So it’s 2018. It’s a big year for me. It’s the year I will emerge visually as a man. I’m having top surgery on February 6th. I’ve been on Testosterone now for 4 months, and my voice, as well as other things, have really changed:
I’ve pretty much completed the coming out and name change process. It’s interesting getting used to people calling me “Max.” I like it – and it’s also a little strange.
My legal name change process will soon be underway – I’m submitting the paperwork to the county next week, and 45 days later, I’ll have a court order with my new name and gender marker. I’ll also be submitting a change to the NY state for a modification of my birth certificate. Then starts the fascinating cascade of administrivia. Social Security, banks, credit cards, driver’s license, passport, etc. etc.
So there’s a lot of practical things to think about and do.

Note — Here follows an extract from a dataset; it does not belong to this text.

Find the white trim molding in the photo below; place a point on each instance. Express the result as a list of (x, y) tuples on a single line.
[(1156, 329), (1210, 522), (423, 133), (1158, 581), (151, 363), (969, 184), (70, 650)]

And I’m still wanting to hold this time as sacred – to hold this big change in my life and body, and this big change in the way I will live in the world.
I’m wanting to be conscious about how I am living into this person called “Max.” Who is this man I am becoming, and what is he like? It’s so interesting to get to do this consciously – of course, I did it once before, but it was without experience, without self-knowledge, or really knowledge of the world. But I still have so much to learn.
Ever since I was in my mid-20s, I have been committed to growth and consciousness/awareness. Perhaps it’s been life-long, but it’s at least been conscious since that time. Part of it is just what I’m made of, and part of it is that I could see, in the small bits I had begun to do at that time, that my life was materially better and happier for it.
And, in many ways, my transition is a direct outgrowth of this commitment.
There are some things that have surprised me about this process, and one of them is that the nature of emotional, spiritual and psychological work I will do is shifting.
One example: people say a lot that testosterone increases one’s access to anger and aggressiveness. In my life, I have had very, very little access to anger – mostly because expressing anger wasn’t OK growing up. In fact, a lot of my emotional work over the past few years was increasing my willingness to experience and express anger.
But after several small incidents, and one incredibly frustrating experience with a customer service representative last week, where I literally yelled at her (if you know me, you realize how unusual that is) I realize that this is not going to be my issue anymore. My issue is going to be how to control the expression of my anger.
Another example – I generally used to be able to depend on my ability to read other people’s emotions, but it seems that ability is changing. I seem to be less able to do that. There is actually scientific evidence for this. So my work moves into working to be more conscious, and asking when I don’t know.
It’s all good, but it’s really interesting to me to watch how this is changing for me.